Recently a friend, Pastor Trevor Lee, asked me to speak on Denver’s changing economy and what it means for the church.
After saying yes, I realized that despite living in Denver for over a decade, I knew precious little about it.
So I researched the history, current economy, and future challenges facing Denver. If you’re one of the 100,000 newcomers to Colorado in the past year, or if you’re just interested in knowing more about the history of Denver, here’s a brief, skimmable five minute overview of the economic history of America’s #1 Best Place to Live.
History of Denver’s Economy
1. Denver was founded in 1858 as a mining town, first drawing a mix of gold/silver miners and ranchers.
- The names of Colorado cities today bear witness to our mining heritage: Golden, Silverthorne, Leadville.
- The early days of Denver were indeed the wild west: cowboys, saloons, brothels and gold diggers.

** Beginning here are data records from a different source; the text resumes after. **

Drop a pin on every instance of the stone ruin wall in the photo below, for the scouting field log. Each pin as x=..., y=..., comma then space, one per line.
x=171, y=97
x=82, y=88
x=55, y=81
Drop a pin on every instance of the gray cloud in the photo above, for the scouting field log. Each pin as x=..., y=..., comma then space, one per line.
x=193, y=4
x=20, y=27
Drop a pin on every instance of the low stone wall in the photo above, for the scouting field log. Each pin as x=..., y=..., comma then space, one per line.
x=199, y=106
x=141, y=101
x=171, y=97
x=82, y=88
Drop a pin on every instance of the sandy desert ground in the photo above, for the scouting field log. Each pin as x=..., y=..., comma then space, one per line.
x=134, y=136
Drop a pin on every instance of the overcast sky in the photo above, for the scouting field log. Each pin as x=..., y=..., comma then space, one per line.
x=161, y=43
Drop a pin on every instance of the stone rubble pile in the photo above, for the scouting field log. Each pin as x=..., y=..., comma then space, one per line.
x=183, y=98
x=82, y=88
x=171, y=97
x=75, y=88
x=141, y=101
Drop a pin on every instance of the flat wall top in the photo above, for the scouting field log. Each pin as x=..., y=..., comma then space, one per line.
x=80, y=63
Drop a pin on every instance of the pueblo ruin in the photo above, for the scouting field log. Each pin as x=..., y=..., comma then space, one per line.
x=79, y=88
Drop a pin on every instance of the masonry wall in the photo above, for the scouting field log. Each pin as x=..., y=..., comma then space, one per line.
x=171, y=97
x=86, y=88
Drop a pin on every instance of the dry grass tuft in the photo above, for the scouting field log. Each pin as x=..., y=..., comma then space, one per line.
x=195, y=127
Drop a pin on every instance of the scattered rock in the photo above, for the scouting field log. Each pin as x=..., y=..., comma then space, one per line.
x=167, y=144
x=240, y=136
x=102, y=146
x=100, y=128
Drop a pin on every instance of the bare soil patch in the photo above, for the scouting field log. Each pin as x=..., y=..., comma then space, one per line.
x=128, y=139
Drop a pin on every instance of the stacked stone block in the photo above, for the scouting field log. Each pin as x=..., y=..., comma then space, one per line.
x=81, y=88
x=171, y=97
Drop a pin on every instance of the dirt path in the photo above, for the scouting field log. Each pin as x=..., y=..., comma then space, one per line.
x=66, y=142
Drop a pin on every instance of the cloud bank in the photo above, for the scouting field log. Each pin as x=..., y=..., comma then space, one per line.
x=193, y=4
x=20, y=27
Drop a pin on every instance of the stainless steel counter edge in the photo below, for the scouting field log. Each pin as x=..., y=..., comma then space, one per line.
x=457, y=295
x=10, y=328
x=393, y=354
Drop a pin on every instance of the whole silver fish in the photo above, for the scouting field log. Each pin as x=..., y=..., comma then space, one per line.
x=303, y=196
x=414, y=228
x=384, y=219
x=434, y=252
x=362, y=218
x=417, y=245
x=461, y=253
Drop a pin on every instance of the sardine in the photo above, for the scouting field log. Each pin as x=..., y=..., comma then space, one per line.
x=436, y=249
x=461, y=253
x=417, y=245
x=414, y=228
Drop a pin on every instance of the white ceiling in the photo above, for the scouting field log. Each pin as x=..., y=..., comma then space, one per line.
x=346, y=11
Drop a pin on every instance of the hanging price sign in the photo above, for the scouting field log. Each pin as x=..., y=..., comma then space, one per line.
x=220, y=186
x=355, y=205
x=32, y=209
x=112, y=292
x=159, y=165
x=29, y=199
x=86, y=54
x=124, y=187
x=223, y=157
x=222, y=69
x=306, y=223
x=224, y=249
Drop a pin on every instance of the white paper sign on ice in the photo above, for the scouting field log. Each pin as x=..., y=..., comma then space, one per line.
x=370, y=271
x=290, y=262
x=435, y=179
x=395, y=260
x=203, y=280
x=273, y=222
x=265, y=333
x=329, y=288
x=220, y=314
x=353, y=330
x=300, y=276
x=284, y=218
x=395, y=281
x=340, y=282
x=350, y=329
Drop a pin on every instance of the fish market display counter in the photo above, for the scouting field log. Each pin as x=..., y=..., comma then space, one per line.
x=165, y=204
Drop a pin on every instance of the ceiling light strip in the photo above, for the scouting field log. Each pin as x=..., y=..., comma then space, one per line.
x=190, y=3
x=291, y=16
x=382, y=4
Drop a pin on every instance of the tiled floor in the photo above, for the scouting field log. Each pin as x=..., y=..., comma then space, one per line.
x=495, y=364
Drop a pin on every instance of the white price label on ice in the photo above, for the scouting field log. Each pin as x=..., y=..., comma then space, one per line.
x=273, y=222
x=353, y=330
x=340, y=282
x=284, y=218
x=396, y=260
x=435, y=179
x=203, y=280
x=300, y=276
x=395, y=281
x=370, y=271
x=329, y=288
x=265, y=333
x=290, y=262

- An easy way to remember our history is our pro sports teams: the Denver “Nuggets” (NBA) and the Denver Broncos (pointing to our history of cowboys and ranchers).
2. After the gold rush collapsed in 1893, a growing manufacturing industry revived Denver.
- In 1906, the Colburn Automobile Factory opened only to close five years later. But in the process, companies like the Gates Corporation opened, which was one of the world’s largest producers of automobile belts and hoses.
3. The telecom industry has long been important to the history of Denver.
- In 1911, the Mountain States Telephone and Telegraph Company formed; it later became Qwest (and was then acquired by Century Link in 2011).
4. Post-World War II, an economic boom included the building of the Denver Technological Center in the 1970s.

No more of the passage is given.